Le Centre-du-Québec, région vulnérable aux tiques

Par Cynthia Martel
Le Centre-du-Québec, région vulnérable aux tiques
(Photo archives) (Photo : Depositphotos)

SANTÉ. Le Centre-du-Québec, incluant Drummondville, est l’une des quatre régions de la province où le risque de contracter la maladie de Lyme est plus élevé.

Le nombre de personnes atteintes de cette maladie pouvant entraîner de graves conséquences ne cesse d’augmenter au Québec. Selon l’Institut national de santé publique du Québec, 179 cas ont été rapportés en 2016, comparativement à 160 en 2015.

La tique qui transmet la maladie de Lyme est connue sous le nom de tique à pattes noires. Elle vit plus particulièrement dans les forêts, les boisés et les herbes hautes. Comme les populations de tiques s’étendent, il est toutefois possible de se faire piquer ailleurs que dans ces lieux.

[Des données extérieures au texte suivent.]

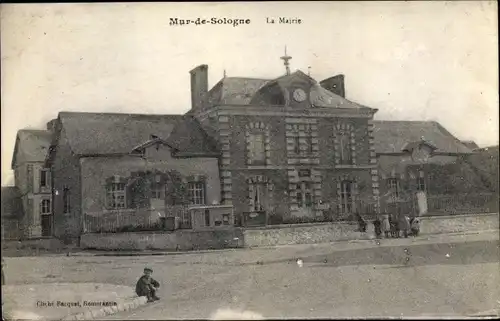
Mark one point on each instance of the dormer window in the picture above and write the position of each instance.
(258, 144)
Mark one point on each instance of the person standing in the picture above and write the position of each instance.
(377, 224)
(386, 225)
(147, 286)
(404, 224)
(415, 226)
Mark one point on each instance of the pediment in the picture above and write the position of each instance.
(155, 143)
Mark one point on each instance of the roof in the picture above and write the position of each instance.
(411, 146)
(112, 133)
(240, 91)
(12, 206)
(235, 90)
(31, 146)
(392, 136)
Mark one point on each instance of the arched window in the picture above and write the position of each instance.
(116, 193)
(258, 144)
(346, 196)
(45, 207)
(345, 147)
(344, 144)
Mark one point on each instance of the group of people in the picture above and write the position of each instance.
(390, 227)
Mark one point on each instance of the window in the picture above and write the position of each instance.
(157, 188)
(346, 199)
(196, 192)
(116, 195)
(258, 197)
(257, 148)
(44, 177)
(304, 173)
(421, 182)
(304, 195)
(306, 144)
(207, 217)
(345, 148)
(30, 177)
(393, 185)
(309, 144)
(45, 207)
(66, 200)
(296, 144)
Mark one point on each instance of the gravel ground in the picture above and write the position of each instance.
(452, 275)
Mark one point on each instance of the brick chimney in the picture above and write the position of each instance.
(199, 87)
(335, 84)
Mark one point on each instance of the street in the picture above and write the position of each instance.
(452, 275)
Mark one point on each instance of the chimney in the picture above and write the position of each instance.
(199, 87)
(335, 84)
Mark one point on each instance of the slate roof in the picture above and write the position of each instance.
(470, 144)
(392, 136)
(31, 145)
(112, 133)
(240, 91)
(12, 206)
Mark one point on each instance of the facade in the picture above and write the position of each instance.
(127, 166)
(248, 152)
(290, 147)
(408, 154)
(12, 213)
(33, 181)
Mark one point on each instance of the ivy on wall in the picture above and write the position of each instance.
(140, 188)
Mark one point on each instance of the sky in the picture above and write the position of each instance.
(430, 60)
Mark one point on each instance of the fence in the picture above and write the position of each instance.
(133, 220)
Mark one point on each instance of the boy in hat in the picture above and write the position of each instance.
(147, 286)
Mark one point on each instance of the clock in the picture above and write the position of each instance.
(299, 95)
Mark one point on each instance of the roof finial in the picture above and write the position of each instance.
(286, 58)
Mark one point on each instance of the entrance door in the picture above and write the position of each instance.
(346, 197)
(47, 225)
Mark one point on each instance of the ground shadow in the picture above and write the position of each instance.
(408, 255)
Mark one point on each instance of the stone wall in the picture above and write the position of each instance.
(181, 240)
(272, 236)
(459, 223)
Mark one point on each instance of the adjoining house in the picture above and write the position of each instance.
(125, 169)
(12, 213)
(33, 181)
(422, 157)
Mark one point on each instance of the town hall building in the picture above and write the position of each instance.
(252, 151)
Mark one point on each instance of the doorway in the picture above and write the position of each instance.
(47, 225)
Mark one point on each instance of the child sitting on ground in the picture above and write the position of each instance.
(147, 286)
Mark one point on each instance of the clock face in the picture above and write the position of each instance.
(299, 95)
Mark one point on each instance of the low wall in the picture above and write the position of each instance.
(331, 232)
(180, 240)
(183, 240)
(459, 223)
(301, 234)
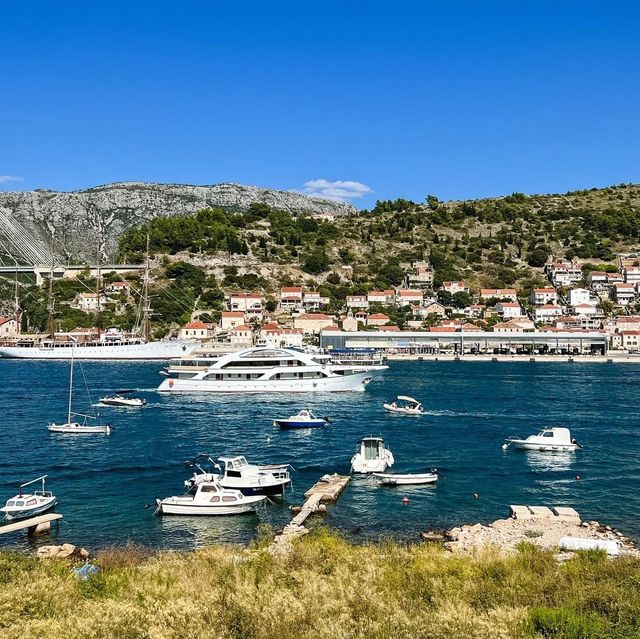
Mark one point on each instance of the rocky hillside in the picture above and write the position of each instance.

Pour quelles raisons observe-t-on une présence accrue de populations de tiques infectées par le Borrelia burgdorferile au Centre-du-Québec? Le Dr Nicholas H. Ogden, vétérinaire spécialisé en écologie des maladies infectieuses, particulièrement la maladie de Lyme, explique pourquoi.

«La maladie de Lyme a émergé vers 1978 dans la ville de Lyme au Connecticut, aux États-Unis, après qu’on ait observé plusieurs cas d’arthrite chez les enfants. Depuis ce temps, l’étendue géographique de la tique est de plus en plus importante. (…) Étant donné que le Centre-du-Québec est limitrophe avec l’Estrie et la Montérégie, d’autres zones à risque et se situant sur les frontières américaines, les tiques sont plus nombreuses», indique celui qui parle au nom de l’Agence de la santé publique du Canada.

«Les tiques aiment les régions plus chaudes, donc le réchauffement climatique au Québec a contribué à leur prolifération. Le sud du Canada est devenu un environnement propice à la reproduction de la tique. Aussi, de plus en plus d’oiseaux migrateurs en transportent.»

Au dire de M. Ogden, la tique à pattes noires n’a pas fini de gagner du terrain.

«Son cycle de vie est entre trois et cinq ans et elles se reproduisent beaucoup.»

De graves conséquences sur la santé

En cas de morsure sur une personne, la tique reste accrochée à la peau. Si l’insecte n’est pas retiré dans les 24 à 36 heures, le risque d’infection s’accroit, d’après le vétérinaire.

«Dans la plupart des cas, on parvient à prévenir l’infection. C’est que la bactérie, qui se retrouve dans l’estomac de la tique, prend une certaine période à se rendre aux glandes salivaires de l’insecte, généralement, au-delà de 36 heures», précise-t-il, en rappelant qu’il faut utiliser des pinces pour retirer la tique et prendre soin de ne pas l’écraser.

En ce qui a trait aux symptômes, les premiers apparaissent habituellement entre 3 à 30 jours après la piqûre. Le symptôme le plus courant est une rougeur sur la peau, à l’endroit de la piqûre, qui peut parfois être accompagné de fièvre, fatigue, maux de tête, raideur à la nuque ou douleurs musculaires. La maladie de Lyme, fait savoir M. Ogden, se traite avec des antibiotiques prescrits par un médecin. Si elle n’est pas traitée, elle peut atteindre d’autres organes ou parties du corps.

«Des problèmes d’ordre neurologique surviennent et peuvent entraîner, par exemple, la méningite. Des nerfs peuvent aussi paralyser. D’autres personnes peuvent souffrir de problèmes cardiaques ou de douleurs articulaires, comme l’arthrite. Ceci dit, il est très rare qu’on va en mourir», souligne-t-il.

Notons qu’il est préférable de préserver la tique, une fois retirée, pour analyse. Lors de la consultation, le professionnel de la santé demandera quelle partie du corps a été touchée, quand et où cela s’est produit.

 

Comment se protéger?

Voici quelques trucs pour diminuer le risque d’être piqué par une tique à pattes noires :

  • Appliquer un chasse-moustique contenant du DEET;
  • Porter des vêtements longs de couleurs claires et des souliers fermés;
  • Marcher, si possible, dans les sentiers dégagés;
  • Au retour d’une activité extérieure, vérifier la peau;
  • Traiter les animaux domestiques allant à l’extérieur avec des acaricides oraux ou topiques (comme recommandé par le vétérinaire).